Air Carrier Access Act
- Other short titles: Air Carrier Access Act of 1986
- Long title: An Act to prohibit commercial airlines from discriminating against passengers with disabilities.
- Acronyms (colloquial): ACAA
- Enacted by: the 99th United States Congress
- Effective: October 2, 1986

Citations
- Statutes at Large: 99 Stat. 435

Codification
- Acts amended: Federal Aviation Act of 1958
- U.S.C. sections created: 49 U.S.C. § 41705

Legislative history
- Introduced in the Senate as S. 2703 by Sen. Robert J. Dole (R–KS) on July 30, 1986; Committee consideration by Senate Commerce, Science, and Transportation; House Public Works and Transportation; Passed the Senate on August 15, 1986 (Passed without amendment by voice vote); Passed the House on September 18, 1986 (Passed by voice vote); Signed into law by President Ronald Reagan on October 2, 1986;

= Air Carrier Access Act =

United States transportation legislation

The Air Carrier Access Act of 1986 (ACAA) is Title 49, Section 41705 of the U.S. Code.
==Legal passage==
The Act amended the earlier section 404(b) of the Federal Aviation Act of 1958 (FAA), which was repealed by the Airline Deregulation Act of 1978. The ACAA prohibits commercial airlines from discriminating against passengers with disabilities. The act was passed by the U.S. Congress in direct response to a narrow interpretation of Section 504 of the Rehabilitation Act of 1973 by the U.S. Supreme Court in U.S. Department of Transportation (DOT) v. Paralyzed Veterans of America (PVA). In PVA, the Supreme Court held that private, commercial air carriers are not liable under Section 504 because they are not "direct recipients" of federal funding to airports.
==Purpose==
The Act was construed to contain an implied private right of action. However, in 2001, the U.S. Supreme Court decided Alexander v. Sandoval, which held that federal courts may not find an implied private right unless a statute gives explicit indication that Congress intended to bestow such a right. In 2004, the U.S. Court of Appeals for the Tenth Circuit followed the lead of the US Court of Appeals for the Eleventh Circuit, which relied on the Sandoval decision to hold that the Act can only be enforced by filing an administrative complaint with the DOT.
==Later developments==
In 2013, the DOT provided new rules requiring all domestic and foreign air carriers to have accessible websites and kiosks.
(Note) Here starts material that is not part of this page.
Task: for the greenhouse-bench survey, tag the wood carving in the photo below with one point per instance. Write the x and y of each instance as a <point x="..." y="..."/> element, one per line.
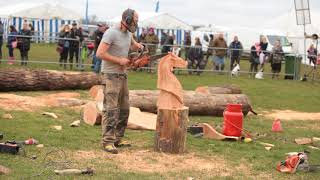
<point x="171" y="128"/>
<point x="171" y="92"/>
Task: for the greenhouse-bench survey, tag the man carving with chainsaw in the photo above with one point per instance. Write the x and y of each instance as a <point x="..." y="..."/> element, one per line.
<point x="113" y="50"/>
By December 12, 2015, the core functionality of all air carrier's websites needed to be accessible, and by December 12, 2016, the remaining web pages were required to be accessible.

In 2022, it was announced that the DOT had published the Airline Passengers with Disabilities Bill of Rights. It (as stated by the DOT) “describes the fundamental rights of air travelers with disabilities under the Air Carrier Access Act and its implementing regulation, 14 Code of Federal Regulations (CFR) Part 382.”
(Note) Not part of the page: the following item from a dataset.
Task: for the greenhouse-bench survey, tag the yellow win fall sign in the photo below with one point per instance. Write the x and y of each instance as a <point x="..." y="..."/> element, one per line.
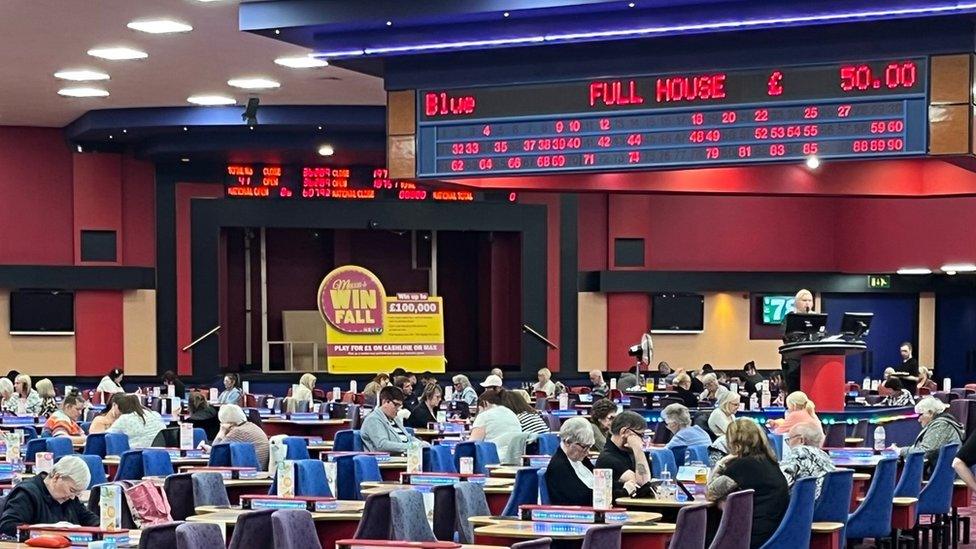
<point x="368" y="332"/>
In 2024, a rule was issued by the Secretary of Transportation making it an automatic violation of the Air Carrier Access Act to mishandle wheelchairs.

==Service animals==
Since this act prohibits airlines from discriminating against passengers with disabilities, they must allow them to bring along their service animals. In recent years, people were taking advantage of this act. Delta Air Lines released the statistic that they had seen an 84% increase in animal incidents. Not all of the disability animals that came through the doors of Delta Air Lines, however, were actually service animals. Since December 2020, the U.S. Department of Transportation (DOT) does not include emotional support animals in the Air Carrier Access Act, which is the act that allows service animals to fly on airplanes if they meet requirements. Before December 2020, they did include emotional support animals in their definition of service animals (US Department of Transportation, 2020).